Riedl: Ausbau des Technologiezentrums Wr. Neustadt

Weiterer Schritt im Rahmen der NÖ Technologieoffensive

St. Pölten (NÖI) - "Die für die Startphase der Technologieoffensive bereitgestellten 250 Millionen Schilling werden in guten und zukunftsträchtigen Projekten angelegt. Das beweist die zweite Ausbaustufe des Technologiezentrums Wiener Neustadt. Das Land Niederösterreich setzt damit einen weiteren Schritt im Rahmen der NÖ Technologieoffensive. Das Technologiezentrum Wiener Neustadt ist ein Paradebeispiel für eine gezielte und nachhaltige Entwicklung des Technologiesektors. Mit der ersten Fachhochschule Österreichs verfügt Wr. Neustadt über eine entsprechende Ausbildungsstätte. Nunmehr ist das Technologiezentrum auch Heimstätte für Firmen und Forschungsprojekt", erklärte LAbg. Alfred Riedl. ****

Der neue Teil des Technologiezentrums ist nahezu vollständig ausgebucht und beherbergt beispielsweise das K-plus-Zentrum für angewandte Elektrochemie ECHEM sowie Forschungsprojekte des Forschungszentrums Seibersdorf und der Technischen Universität Wien. Alleine das ECHEM-Projekt hat bislang 105 hochqualifizierte Arbeitsplätze geschaffen, betonte Riedl.

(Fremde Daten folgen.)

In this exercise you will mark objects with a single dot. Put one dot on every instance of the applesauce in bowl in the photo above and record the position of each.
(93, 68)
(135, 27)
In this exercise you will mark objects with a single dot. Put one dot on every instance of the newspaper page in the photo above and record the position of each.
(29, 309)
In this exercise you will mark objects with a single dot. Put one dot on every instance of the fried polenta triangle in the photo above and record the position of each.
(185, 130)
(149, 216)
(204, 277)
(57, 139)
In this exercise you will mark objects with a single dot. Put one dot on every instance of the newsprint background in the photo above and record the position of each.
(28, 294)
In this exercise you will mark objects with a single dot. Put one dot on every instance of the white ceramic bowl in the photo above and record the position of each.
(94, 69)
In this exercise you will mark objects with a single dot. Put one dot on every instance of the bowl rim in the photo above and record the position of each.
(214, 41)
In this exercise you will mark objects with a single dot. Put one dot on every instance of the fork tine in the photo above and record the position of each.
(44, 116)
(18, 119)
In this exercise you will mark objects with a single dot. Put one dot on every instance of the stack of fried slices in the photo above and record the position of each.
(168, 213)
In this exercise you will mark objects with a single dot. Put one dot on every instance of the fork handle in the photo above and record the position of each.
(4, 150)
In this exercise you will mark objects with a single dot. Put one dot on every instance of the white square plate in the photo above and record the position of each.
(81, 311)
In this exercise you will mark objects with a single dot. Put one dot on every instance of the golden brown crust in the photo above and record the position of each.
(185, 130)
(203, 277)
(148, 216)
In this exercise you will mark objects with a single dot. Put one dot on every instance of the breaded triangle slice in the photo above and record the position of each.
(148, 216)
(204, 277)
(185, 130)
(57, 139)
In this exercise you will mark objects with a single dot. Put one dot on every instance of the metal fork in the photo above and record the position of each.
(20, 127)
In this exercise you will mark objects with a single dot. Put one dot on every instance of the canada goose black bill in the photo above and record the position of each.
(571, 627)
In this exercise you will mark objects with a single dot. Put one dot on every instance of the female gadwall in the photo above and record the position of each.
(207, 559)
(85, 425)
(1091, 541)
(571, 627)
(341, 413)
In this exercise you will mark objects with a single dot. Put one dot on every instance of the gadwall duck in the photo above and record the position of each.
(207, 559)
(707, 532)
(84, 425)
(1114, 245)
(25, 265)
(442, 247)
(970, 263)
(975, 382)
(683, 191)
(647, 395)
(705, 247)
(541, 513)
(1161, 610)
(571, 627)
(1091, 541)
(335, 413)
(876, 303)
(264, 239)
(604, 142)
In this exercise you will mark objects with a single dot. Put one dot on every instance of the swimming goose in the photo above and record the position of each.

Riedl erinnerte in diesem Zusammenhang an die Kooperation mit der Stanford University in Kalifornien im Bereich moderner Produktionstechnologien oder an die Errichtung von Kompetenzzentren mit niederösterreichischer Beteiligung. Im Rahmen der Technologieoffensive konnte Astronaut Franz Viehböck als NÖ Technologiebeauftragter gewonnen werden. "Mit der Technologieoffensive hat das Land die Hebel richtig angesetzt. Ziel der Initiative ist es, Niederösterreich als zukunftsreichen Technologiestandort im europäischen Raum zu positionieren. Schon in der Starphase der Technologieoffensive konnten 1.000 neue Arbeitsplätze geschaffen werden", so Riedl.